El pregón cubano: Melodía y crónica de la calle

Redacción El Kentubano

El pregón cubano no es solo un grito de venta; es una de las manifestaciones más auténticas del patrimonio inmaterial de la isla. Surgido de la necesidad de anunciar mercancías y servicios en las villas coloniales, este canto callejero evolucionó hasta convertirse en un arte que fusiona el ingenio popular, la musicalidad africana y la picaresca española.

Históricamente, el pregonero ha sido un personaje itinerante que humaniza el comercio. A diferencia de la publicidad moderna, fría y estandarizada, el pregón cubano utiliza el humor, la rima y la entonación para captar la atención. Desde el legendario manicero con su «maní tostado, calientico», hasta el reparador de colchones con su cadencia pausada, cada oficio posee un sello sonoro distintivo. Estos cantos no sólo informan sobre la disponibilidad de un producto, sino que también describen la realidad social y económica del momento, funcionando como una crónica viva de la cotidianidad.

Musicalmente, el pregón ha tenido un impacto profundo en la cultura cubana. Géneros como el son, la guaracha y la rumba han bebido directamente de estas entonaciones. Compositores de la talla de Moisés Simons, con su mundialmente famoso El Manisero, o Ernesto Lecuona, elevaron el pregón de las aceras a las salas de concierto más prestigiosas del mundo, convirtiendo un humilde reclamo comercial en un símbolo de cubanía.

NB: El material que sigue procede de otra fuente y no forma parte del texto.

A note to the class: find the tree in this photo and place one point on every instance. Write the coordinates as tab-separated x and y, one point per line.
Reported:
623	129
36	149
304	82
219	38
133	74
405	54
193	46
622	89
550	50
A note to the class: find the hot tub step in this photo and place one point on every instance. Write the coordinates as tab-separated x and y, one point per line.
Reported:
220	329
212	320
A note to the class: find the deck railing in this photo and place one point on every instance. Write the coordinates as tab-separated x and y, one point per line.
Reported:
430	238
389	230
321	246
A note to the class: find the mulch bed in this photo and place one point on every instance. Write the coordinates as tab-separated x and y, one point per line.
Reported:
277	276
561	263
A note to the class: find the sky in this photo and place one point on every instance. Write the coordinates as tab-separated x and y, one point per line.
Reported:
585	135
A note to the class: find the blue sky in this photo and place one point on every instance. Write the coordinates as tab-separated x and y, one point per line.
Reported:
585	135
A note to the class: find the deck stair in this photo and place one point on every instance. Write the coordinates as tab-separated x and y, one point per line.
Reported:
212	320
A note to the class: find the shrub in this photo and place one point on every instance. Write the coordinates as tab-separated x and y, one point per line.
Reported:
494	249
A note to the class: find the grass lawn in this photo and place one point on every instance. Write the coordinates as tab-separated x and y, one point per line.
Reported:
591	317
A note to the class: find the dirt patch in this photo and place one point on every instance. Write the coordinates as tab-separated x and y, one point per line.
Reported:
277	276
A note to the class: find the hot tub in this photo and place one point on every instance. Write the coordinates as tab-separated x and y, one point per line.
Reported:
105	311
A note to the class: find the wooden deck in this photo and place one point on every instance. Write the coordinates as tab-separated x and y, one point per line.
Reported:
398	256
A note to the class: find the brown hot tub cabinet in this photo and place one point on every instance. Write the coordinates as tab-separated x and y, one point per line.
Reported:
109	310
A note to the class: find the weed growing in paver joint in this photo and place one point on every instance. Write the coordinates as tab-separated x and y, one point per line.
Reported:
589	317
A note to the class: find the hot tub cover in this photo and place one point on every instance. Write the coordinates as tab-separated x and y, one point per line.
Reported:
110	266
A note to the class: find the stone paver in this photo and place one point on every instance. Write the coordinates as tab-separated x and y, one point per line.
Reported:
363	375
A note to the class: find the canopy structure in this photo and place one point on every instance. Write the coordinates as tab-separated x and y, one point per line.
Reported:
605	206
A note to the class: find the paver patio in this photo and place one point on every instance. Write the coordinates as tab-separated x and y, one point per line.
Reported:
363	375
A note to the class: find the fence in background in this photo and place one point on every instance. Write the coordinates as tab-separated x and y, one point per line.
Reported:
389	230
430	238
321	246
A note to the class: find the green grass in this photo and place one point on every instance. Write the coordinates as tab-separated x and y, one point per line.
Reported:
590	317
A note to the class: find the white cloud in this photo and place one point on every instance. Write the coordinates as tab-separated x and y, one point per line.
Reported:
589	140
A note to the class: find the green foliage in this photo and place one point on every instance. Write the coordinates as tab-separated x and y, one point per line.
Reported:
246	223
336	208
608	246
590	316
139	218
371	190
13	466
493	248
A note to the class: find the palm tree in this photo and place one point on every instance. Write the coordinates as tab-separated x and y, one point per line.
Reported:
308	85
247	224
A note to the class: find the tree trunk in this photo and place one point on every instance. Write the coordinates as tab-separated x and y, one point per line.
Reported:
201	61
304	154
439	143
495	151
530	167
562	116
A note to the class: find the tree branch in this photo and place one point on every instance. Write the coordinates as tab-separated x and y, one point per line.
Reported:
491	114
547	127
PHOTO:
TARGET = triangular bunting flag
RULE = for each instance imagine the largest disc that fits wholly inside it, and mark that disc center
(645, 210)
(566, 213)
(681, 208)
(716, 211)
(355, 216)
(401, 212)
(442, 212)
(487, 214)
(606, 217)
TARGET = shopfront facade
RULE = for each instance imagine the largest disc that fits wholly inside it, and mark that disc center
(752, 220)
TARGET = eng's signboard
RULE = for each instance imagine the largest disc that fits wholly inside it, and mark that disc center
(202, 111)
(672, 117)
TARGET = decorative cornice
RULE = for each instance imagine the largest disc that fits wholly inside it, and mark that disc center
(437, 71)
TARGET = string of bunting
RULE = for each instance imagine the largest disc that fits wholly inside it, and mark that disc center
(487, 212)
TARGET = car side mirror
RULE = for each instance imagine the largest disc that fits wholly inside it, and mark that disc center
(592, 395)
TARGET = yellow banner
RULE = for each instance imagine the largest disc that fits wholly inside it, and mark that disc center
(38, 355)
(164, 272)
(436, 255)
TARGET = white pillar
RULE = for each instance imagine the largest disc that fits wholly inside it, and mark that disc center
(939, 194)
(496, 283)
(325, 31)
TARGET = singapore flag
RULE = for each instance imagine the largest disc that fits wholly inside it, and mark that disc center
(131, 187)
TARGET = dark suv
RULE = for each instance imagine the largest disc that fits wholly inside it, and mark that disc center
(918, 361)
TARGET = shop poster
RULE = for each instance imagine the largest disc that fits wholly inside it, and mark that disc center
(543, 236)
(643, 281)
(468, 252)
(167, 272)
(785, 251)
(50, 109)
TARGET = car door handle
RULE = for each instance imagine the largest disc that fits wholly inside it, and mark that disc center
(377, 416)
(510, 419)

En la actualidad, aunque el entorno urbano ha cambiado, el pregón persiste con nuevos códigos. Se escuchan voces que anuncian productos agrícolas, servicios de reparación o artículos del hogar, adaptando el lenguaje a los nuevos tiempos pero manteniendo esa esencia de «teatro de calle». Conservar el pregón es salvaguardar una forma de comunicación que privilegia el contacto humano y la creatividad verbal. Es, en última instancia, el alma de la calle cubana hecha canción, un eco que se resiste a desaparecer frente al silencio de la modernidad tecnológica.